Nuovi spiragli di pace in Darfur dopo la firma a Doha, in Qatar, di un accordo preliminare tra governo sudanese e ribelli del sedicente Movimento per la giustizia e l’uguaglianza. L’intesa, sottoscritta ieri, prevede uno scambio di prigionieri e l’apertura di una conferenza di pace. Nella regione flagellata dalla guerra civile scoppiata nel 2003, le vittime del conflitto sono state, secondo l’Onu, oltre 300 mila. Per il governo sudanese, invece, i morti sono stati meno di dieci mila. Adesso si spera nei negoziati. Ma quali effetti può avere per il Darfur la firma di questo accordo preliminare? Amedeo Lomonaco lo ha chiesto a padre Giancarlo Ramanzini, missionario comboniano che ha vissuto in Sudan per 36 anni, di cui 16 in Darfur:

R. – E’ un segno di speranza da parte sia del Movimento principale di ribelli nel Darfur sia da parte del governo. Ma se questo accordo di pace non verrà controfirmato in fretta, che cosa penserà la regione del Sud che andrà alle urne nel 2011 per decidere sulla sua autodeterminazione? Il governo, poi, cosa desidera veramente: l’unità del Paese o di nuovo la guerra? Politicamente questo accordo preliminare costituisce un primo passo. Ma non credo che avrà grandi effetti. Penso che sia un tentativo di risolvere il problema ma anche indirettamente di dimostrare a tutto il mondo che il presidente del Sudan non è poi un criminale, come sostenuto dalla Corte internazionale.

La questione del presidente sudanese Omar Hassan El Bashir

D. – Dopo questo accordo preliminare, sarà probabilmente più lontano il mandato di arresto nei confronti del presidente sudanese Omar Hassan El Bashir, incriminato per crimini di guerra e contro l’umanità da parte della Corte Penale Internazionale dell’Aja…

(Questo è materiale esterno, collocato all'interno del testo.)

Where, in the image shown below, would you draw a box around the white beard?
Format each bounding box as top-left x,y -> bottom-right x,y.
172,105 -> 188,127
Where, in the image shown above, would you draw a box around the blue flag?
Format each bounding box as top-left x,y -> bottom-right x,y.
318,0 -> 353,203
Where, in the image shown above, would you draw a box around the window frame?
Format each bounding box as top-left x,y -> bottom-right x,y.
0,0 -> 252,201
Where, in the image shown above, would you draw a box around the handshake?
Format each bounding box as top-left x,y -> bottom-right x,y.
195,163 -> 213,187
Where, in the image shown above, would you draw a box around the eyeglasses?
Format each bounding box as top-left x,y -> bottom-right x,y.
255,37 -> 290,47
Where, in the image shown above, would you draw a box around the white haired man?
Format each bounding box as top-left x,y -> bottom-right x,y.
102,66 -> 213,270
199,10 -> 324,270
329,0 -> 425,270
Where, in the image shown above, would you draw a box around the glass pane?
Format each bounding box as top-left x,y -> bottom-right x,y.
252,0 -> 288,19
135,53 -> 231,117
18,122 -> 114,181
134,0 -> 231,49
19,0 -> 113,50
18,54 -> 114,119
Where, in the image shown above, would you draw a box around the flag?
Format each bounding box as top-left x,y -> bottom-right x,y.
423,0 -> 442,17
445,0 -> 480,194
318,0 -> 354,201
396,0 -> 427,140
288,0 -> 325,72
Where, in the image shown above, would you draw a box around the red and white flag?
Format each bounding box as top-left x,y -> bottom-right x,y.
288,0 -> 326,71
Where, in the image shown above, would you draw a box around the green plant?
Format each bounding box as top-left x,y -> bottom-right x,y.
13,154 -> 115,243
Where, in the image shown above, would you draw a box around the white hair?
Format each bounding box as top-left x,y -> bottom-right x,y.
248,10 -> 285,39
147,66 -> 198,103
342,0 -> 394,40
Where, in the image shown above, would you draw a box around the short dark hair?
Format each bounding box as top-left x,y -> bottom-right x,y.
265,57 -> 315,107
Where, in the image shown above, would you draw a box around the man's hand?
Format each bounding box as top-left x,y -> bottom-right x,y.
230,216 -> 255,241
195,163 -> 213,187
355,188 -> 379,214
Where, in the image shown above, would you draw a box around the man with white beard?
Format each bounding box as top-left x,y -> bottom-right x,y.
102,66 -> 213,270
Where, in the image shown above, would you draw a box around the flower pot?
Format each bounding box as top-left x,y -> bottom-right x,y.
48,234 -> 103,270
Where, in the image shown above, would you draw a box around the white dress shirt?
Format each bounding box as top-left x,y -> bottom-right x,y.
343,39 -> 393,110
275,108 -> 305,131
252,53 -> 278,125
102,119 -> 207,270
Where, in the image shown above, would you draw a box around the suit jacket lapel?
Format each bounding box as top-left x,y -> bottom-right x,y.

R. – A Khartoum non credono che questo arriverà. La gente pensa che non si arriverà ad avere la forza di portare a termine questo mandato di arresto. E’ troppo grande l’influenza della Russia e della Cina in Sudan. C’è poi dietro questo accordo il tentativo da parte di El Bashir di presentarsi al mondo come se volesse dire: ‘Vedete, io sono capace di promuovere anche la pace, non sono il criminale che voi pensate che io sia’.

Colloqui senza tutte le parti

D. – Tra gli ostacoli per il processo di pace c’è il fatto che, oltre al gruppo principale, gli altri movimenti di ribelli del Darfur non partecipano ai colloqui…

R. – Non partecipano perché non ci credono. Ritengono che sia un tentativo da parte del governo di porre ancora sotto controllo questi movimenti. Il governo non vuole assolutamente cedere. Khartoum oggi è un cantiere aperto e sta diventando un posto di accentramento economico. Questo conferisce al governo la possibilità di dimostrare la sua capacità di azione. Danno anche l’illusione che creando occasioni di lavoro, realizzando qualche ospedale in più e qualche scuola, si possa assicurare una vita migliore alle famiglie. Il governo non vuole assolutamente cedere perché si sente spalleggiato da potenze come la Russia, la Cina. C’è poi la questione del petrolio, dell’acqua e delle altre risorse di cui questa zona è ricchissima, anche se appare come un deserto in cui niente può crescere.